If Giry were right...if I had merely been a means to an end for him...if I truly meant nothing to him at all...Erik would be all the more likely to kill me because I had succeeded in coming between him and Christine. In my own way, I had been just as much of an impediment to him as Raoul de Chagny!
"My child, you paved a path for him right back to Christine. While using you to achieve his aims, he took your heart and smashed it to bits. Of course, you are confused and devastated. But you are young. You shall get past this."

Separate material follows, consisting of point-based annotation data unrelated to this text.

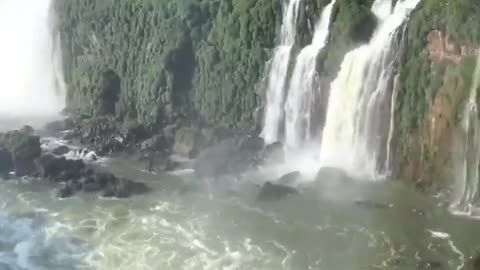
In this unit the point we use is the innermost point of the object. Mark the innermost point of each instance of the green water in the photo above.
(189, 223)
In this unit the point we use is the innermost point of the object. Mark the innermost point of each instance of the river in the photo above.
(190, 223)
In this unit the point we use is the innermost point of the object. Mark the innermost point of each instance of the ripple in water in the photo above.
(25, 243)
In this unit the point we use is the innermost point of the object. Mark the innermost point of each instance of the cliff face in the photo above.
(203, 60)
(155, 61)
(442, 44)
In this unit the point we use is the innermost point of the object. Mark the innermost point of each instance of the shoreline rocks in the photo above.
(20, 151)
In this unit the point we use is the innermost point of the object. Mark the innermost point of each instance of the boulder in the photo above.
(371, 204)
(60, 125)
(230, 156)
(60, 169)
(289, 179)
(61, 150)
(6, 163)
(273, 153)
(272, 191)
(476, 262)
(187, 142)
(154, 143)
(68, 190)
(24, 147)
(332, 174)
(123, 188)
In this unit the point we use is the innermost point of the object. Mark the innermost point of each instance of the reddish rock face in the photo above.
(440, 48)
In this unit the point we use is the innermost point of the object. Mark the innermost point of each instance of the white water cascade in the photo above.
(31, 83)
(304, 84)
(354, 129)
(466, 189)
(277, 76)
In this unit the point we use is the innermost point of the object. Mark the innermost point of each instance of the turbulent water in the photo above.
(468, 161)
(304, 86)
(354, 136)
(31, 85)
(277, 74)
(189, 223)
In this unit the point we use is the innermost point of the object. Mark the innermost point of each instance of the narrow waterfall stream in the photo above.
(277, 75)
(304, 85)
(354, 130)
(466, 186)
(31, 84)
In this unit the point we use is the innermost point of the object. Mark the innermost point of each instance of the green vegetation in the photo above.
(422, 80)
(155, 61)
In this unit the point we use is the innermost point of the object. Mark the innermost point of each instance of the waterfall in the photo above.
(353, 136)
(303, 84)
(466, 188)
(277, 77)
(31, 82)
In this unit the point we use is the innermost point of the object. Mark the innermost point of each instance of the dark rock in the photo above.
(169, 133)
(289, 178)
(273, 153)
(230, 156)
(68, 190)
(187, 142)
(332, 174)
(6, 163)
(272, 191)
(59, 169)
(65, 192)
(25, 148)
(476, 262)
(61, 150)
(123, 188)
(429, 265)
(90, 184)
(372, 205)
(60, 125)
(155, 143)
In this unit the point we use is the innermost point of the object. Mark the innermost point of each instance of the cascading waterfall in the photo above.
(466, 189)
(31, 83)
(354, 129)
(298, 106)
(277, 77)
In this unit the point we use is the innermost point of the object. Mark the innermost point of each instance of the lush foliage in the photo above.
(157, 60)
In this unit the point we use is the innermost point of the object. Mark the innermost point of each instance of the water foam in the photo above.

The pounding in my head throbbed, making my eyes water as I doubled over in pain.
Madame Giry was at my side immediately.
"My dear, are you alright?"
"Yes, I am sure I shall be, Madame. It is simply the shock and strain of everything that has happened. Perhaps if I could have some tea or a glass of water?"
"Certainly, my dear."
Once she had left the room, I rose unsteadily to my feet, trying to ignore the waves of dizziness.
As the cool night air brushed my face, I raced through the maze of streets to find my way back to the Paris Opera House...and to Erik.
If I were racing to my own demise, so be it. I had to know the truth.
Author's Note: To avoid confusion, I must explain that I have not strictly followed the ALW movie in terms of the Giry/Erik history. I disagree with the interpretation that the Paris Opera House was the only place Erik had ever lived since the gypsy days nor do I believe that Giry helped to shelter him at the Paris Opera House. I prefer the Susan Kay "Phantom" version, which adds some adventure and travels to Erik's past. If you have not read this book, I highly recommend it as it is one of the best "Phantom" stories out there.